In regards to the therapeutic agents that are administered, various properties are considered in the present disclosure. For example, both viral and non-viral nucleic acid delivery vectors; prophylactic and therapeutic moieties, including small molecules, peptides, proteins, drug conjugates, cells, and their combinations in a variety of forms such as in solution, suspension, nano- or microparticles, gels, liposomes, polymers, dendrimers, biomaterials, implants, and the like; and preferably in an isotonic or hypotonic solution if delivered as a liquid.

In various preferred devices, a needle of a trocar system may be closed-ended stiletto, and in certain configurations a tapered (preferably pointed tip) and suitably including a beveled face and taper tip, which are placed inside the orifice of the main needle tube. The outer cannula builds the trocar suitably may have a 20-30 gauge diameter, such as a 22, 23, 24, 25, 26, 27, 28 or 29 gauge diameter.

A beveled face configuration may include an angled surface on the needle shaft (preferably a sharpened stiletto design) to form a slanting edge at the needlepoint, facilitating an atraumatic penetration through the sclera into the human globe. A preferred needlepoint known as a lancet or diamond point is one of the sharpest points available for any medical needles.

In a particularly preferred design a needlepoint may include multiple bevel cuts, for example three bevel cuts: The primary bevel, which is the surfaced as a result of grinding the tube at a specific angle α, and the two-side bevels, which are secondary grind angle β on each side of the primary bevel to form the cutting edge and a sharp needlepoint. The bevel length is by definition the longest distance of a bevel, measured from the tip of the needle to the most proximate area of grinding behind the heel.

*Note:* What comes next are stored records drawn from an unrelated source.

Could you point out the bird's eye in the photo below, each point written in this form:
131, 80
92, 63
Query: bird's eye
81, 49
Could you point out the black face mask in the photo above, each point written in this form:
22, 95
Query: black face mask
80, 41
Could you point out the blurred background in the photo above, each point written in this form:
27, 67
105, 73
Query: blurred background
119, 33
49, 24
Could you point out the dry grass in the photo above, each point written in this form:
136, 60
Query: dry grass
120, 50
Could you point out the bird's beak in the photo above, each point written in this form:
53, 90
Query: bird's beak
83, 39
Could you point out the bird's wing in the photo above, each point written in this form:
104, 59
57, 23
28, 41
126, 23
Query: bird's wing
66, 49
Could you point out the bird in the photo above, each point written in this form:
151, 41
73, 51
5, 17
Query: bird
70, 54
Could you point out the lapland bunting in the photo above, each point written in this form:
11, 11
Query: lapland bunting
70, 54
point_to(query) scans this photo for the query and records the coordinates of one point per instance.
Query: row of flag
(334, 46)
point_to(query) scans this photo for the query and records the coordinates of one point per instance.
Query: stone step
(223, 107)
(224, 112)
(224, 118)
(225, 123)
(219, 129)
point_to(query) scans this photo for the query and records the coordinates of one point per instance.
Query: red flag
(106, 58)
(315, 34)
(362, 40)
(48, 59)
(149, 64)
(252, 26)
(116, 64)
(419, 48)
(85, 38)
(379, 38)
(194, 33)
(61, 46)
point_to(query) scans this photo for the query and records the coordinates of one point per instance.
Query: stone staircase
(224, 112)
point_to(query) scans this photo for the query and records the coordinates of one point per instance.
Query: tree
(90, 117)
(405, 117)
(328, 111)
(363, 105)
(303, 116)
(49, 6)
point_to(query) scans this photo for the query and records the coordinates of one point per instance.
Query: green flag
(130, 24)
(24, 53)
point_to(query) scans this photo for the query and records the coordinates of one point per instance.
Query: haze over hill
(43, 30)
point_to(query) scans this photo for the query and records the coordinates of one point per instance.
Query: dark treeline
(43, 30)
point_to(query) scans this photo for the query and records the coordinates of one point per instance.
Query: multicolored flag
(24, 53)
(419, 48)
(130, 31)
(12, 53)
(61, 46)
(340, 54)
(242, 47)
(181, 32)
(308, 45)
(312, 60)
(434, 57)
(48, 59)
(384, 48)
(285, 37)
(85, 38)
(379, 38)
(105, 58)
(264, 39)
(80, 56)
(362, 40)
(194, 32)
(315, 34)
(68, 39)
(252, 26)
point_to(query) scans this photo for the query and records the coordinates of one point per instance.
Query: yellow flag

The side bevel length is measured between the juncture of side bevel, with the outside surface of the angled surface, and the tip of the needle.

Particularly preferred devices are depicted in FIGS. 13A-13C and 14A-14B. FIG. 13A schematically depicts a so-called pencil point trocar embodiment, which can allow for a one-step insertion and fluid delivery into a subject eye, particularly the suprachoroidal space. The positioning of the outlet allows for flow to be directed against the scleral border of the SCS rather than the choroidal border, which may allow for safer and more comfortable delivery of therapeutics. In 13A, cannula 180 is connected to syringe 160 with tip portion 170. The connection may be suitably made for example via a conventional luer lock mechanism or other mechanism suitable for connection of the cannula to a medical syringe. One or more markers (for example, may be radiopaque or visual marker) may be placed along the length of the needle to indicate length of needle inserted into the suprachoroidal space.

FIG. 13B depicts exemplary needle embodiments, including variation of outlet dimensions and geometry, positioning of the outlet along the length of the needle (such as to position fluid flow against the scleral border of the SCS), and number of outlets. Needle diameter (OD) may suitably vary somewhat widely and in preferred aspects may range from 25-30 gauge and may be for example 25, 26, 27, 28, 29 or 30 gauge. Again, one or more markers such as the depicted 172a, 172b, 172c, 172d and 172e may be positioned along a needle (such as 171 and 173) to facilitate positioning of the device within a patient's eye. In exemplary embodiments, the distal edge of the outlet may be positioned 2 mm from the tip of the trocar blade and a stop, sheath, or marker may be positioned 1.5 mm from the proximal edge of the outlet, allowing for insertion of 4 mm of the needle into the SCS. This design may further limit the risk of fluid reflux.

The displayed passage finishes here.